Tob Control ; 2023 Jul 19.
Article in English | MEDLINE | ID: mdl-37468154

ABSTRACT

INTRODUCTION: Tobacco companies frequently distribute coupons for their products. This marketing tactic may be particularly effective among young adults, who tend to be especially price-sensitive. Young adulthood is also a stage during which many individuals initiate established cigarette smoking and are especially vulnerable to the effects of tobacco marketing. METHODS: We used five waves of data from the US Population Assessment on Tobacco and Health Study (2013-2019) to assess the longitudinal relationship between cigarette coupon receipt and initiation of established cigarette smoking among young adults (18-24 years) who did not report current smoking and had smoked <100 cigarettes in their lifetime at baseline. Initiation of established cigarette smoking was defined as reporting current cigarette use and having smoked ≥100 cigarettes at follow-up. To test this relationship, we fit four discrete time survival models to an unbalanced person-period data set. The first model included our time-varying coupon receipt variable, which was lagged one wave.

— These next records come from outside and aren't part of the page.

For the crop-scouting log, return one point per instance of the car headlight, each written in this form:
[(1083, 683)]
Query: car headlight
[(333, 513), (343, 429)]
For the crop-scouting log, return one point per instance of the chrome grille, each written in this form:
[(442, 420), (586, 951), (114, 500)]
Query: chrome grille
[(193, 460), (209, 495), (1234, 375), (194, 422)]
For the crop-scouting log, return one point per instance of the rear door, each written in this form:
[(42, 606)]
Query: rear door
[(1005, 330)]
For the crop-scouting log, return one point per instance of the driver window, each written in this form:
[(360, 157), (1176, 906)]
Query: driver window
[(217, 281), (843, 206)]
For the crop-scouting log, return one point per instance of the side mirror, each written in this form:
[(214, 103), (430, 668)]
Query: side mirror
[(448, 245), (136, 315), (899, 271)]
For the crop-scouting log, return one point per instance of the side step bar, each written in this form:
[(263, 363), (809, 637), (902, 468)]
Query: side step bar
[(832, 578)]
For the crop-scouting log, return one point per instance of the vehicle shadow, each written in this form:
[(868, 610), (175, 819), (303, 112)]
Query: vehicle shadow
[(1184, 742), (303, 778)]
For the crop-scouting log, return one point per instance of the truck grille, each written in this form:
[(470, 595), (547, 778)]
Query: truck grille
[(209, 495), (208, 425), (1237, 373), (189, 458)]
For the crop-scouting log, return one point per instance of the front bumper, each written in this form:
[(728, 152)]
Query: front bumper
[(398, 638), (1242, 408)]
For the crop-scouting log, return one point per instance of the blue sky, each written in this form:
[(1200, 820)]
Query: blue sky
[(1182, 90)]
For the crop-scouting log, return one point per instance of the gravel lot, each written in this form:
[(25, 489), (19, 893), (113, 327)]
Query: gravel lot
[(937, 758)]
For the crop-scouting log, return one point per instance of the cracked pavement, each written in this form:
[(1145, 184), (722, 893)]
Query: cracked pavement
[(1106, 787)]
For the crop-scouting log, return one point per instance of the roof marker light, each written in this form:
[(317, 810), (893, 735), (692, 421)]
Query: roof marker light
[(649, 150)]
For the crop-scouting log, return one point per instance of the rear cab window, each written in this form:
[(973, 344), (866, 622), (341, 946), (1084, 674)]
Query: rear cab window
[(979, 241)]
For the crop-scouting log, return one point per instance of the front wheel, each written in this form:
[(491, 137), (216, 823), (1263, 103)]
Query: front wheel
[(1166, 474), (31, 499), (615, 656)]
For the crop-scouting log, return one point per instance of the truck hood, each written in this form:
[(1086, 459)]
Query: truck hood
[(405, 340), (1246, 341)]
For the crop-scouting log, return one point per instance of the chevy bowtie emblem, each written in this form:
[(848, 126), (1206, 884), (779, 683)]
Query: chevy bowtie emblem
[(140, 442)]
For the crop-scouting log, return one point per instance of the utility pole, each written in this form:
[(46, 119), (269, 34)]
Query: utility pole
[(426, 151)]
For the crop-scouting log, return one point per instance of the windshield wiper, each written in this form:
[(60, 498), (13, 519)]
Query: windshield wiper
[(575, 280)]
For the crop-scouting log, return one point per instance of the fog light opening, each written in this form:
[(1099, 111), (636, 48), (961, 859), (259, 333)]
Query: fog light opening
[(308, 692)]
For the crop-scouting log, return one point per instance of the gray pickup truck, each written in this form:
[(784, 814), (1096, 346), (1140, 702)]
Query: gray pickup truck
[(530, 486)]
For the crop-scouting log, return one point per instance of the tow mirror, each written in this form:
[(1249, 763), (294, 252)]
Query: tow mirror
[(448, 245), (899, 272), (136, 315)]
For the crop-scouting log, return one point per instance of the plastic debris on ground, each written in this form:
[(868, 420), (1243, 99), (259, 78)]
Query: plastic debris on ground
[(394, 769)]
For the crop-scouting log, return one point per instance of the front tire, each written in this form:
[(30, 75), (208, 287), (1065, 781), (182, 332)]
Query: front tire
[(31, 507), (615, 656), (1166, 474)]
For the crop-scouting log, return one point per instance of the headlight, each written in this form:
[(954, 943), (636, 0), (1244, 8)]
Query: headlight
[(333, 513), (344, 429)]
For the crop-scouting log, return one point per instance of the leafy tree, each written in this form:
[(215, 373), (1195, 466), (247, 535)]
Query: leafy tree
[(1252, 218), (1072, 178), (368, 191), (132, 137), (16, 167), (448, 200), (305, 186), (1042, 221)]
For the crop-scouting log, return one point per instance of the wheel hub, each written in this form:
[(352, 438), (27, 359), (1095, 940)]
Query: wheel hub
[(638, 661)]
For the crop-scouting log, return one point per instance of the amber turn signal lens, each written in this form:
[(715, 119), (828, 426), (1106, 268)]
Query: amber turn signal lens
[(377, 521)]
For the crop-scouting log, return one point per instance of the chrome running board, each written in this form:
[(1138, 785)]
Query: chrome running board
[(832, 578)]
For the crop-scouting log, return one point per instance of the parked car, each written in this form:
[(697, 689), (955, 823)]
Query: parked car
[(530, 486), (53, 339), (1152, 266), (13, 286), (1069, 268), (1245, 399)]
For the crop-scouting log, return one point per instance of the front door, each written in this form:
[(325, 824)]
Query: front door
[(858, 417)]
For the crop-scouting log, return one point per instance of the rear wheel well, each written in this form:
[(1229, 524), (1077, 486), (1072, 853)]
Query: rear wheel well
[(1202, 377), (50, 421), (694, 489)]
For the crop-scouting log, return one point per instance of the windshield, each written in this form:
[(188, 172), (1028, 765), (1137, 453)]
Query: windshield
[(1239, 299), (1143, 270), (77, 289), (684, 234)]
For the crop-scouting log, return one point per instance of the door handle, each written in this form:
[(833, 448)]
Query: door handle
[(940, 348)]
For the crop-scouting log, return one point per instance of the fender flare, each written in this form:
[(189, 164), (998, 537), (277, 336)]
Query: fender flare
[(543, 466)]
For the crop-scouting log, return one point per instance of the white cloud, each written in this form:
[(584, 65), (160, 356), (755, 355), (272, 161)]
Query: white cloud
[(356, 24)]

Subsequent models added sociodemographic, cigarette smoking exposure and other tobacco use variables. RESULTS: Adopting the model adjusting for sociodemographic variables, respondents who received a coupon were found to be more likely to initiate established cigarette smoking at follow-up (adjusted HR (aHR): 2.31, 95% CI 1.41 to 3.80). This relationship remained significant when controlling for all covariates in the fully adjusted model (aHR: 1.96, 95% CI 1.18 to 3.26). CONCLUSIONS: These findings show that receiving tobacco coupons may increase the likelihood that young adults will initiate established cigarette smoking, underscoring the need to address the effects of this tobacco marketing tactic.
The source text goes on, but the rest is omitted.